I've been "given" (the reason for the quotes is that I don't know whether it's temporary or permanent) 4 cornies and one picnic tap that is shown here:

4914-P1010211.JPG


So, I'm completely new to this. I have no idea what kind of disconnects and gauges I need. I don't know how to keg (do I force-carb, naturally carb, or both?). What temp should I set the lagerator to? What PSI do I need? I tried searching for "kegging", but everything is pretty scattershot. I didn't see much on the Wiki either.

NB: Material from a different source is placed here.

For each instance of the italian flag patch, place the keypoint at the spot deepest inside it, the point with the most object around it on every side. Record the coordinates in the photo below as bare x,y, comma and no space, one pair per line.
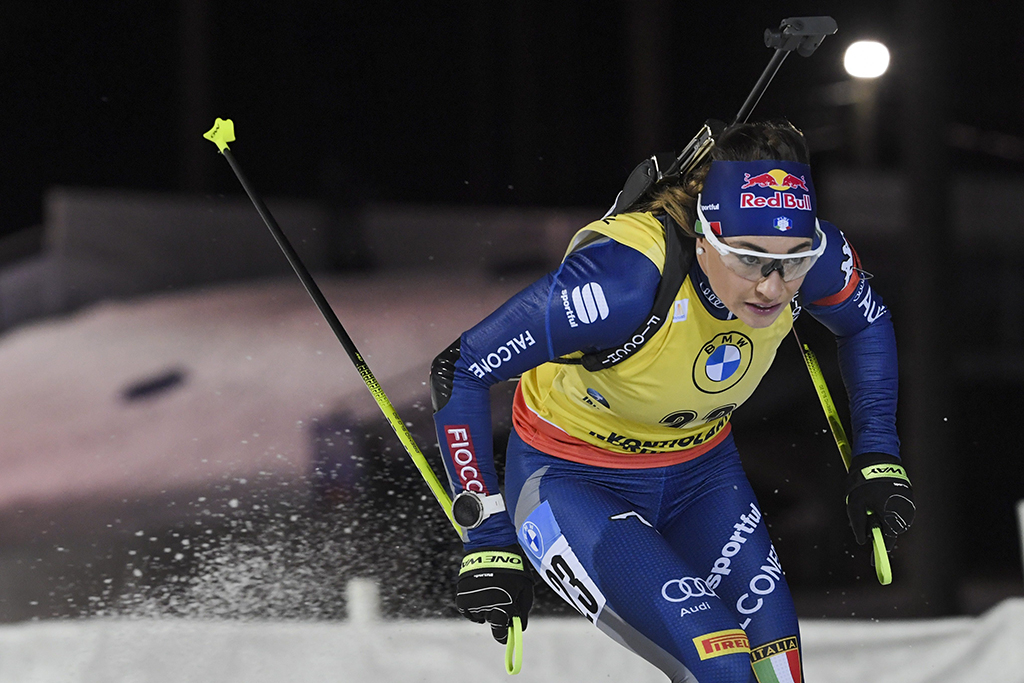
777,662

So...how do I get from 4 cornies, a lagerator and a picnic tap to cold draught beer flowing into my glass?
 
Well to start out with you will need 4 liquid (OUT) side connectors (grey) and 4 CO2 (out) connectors (black) to connect your 4 corneys. Then you can use any length or size of line for your CO2. I believe that I am using 1/4" ID line for my CO2. The liquid line is a little different. To help balance out your system and minimize foam, I recommend using 3/16" ID line at least 6' in length. Most people don't naturally carb the kegs. They just connect them to a pressure and let it carb over a week. Or you can force carb when the keg is cool by turning up the regulator to 20psi and shaking the piss out of it. The CO2 setting will depend on temperature and what carb level you want in your beer. So a google search on beer carb levels and you will find a sheet for reference. Also it is a good idea to leave at least one CO2 line long so that you can work with a keg outside the freezer if force carbing and such.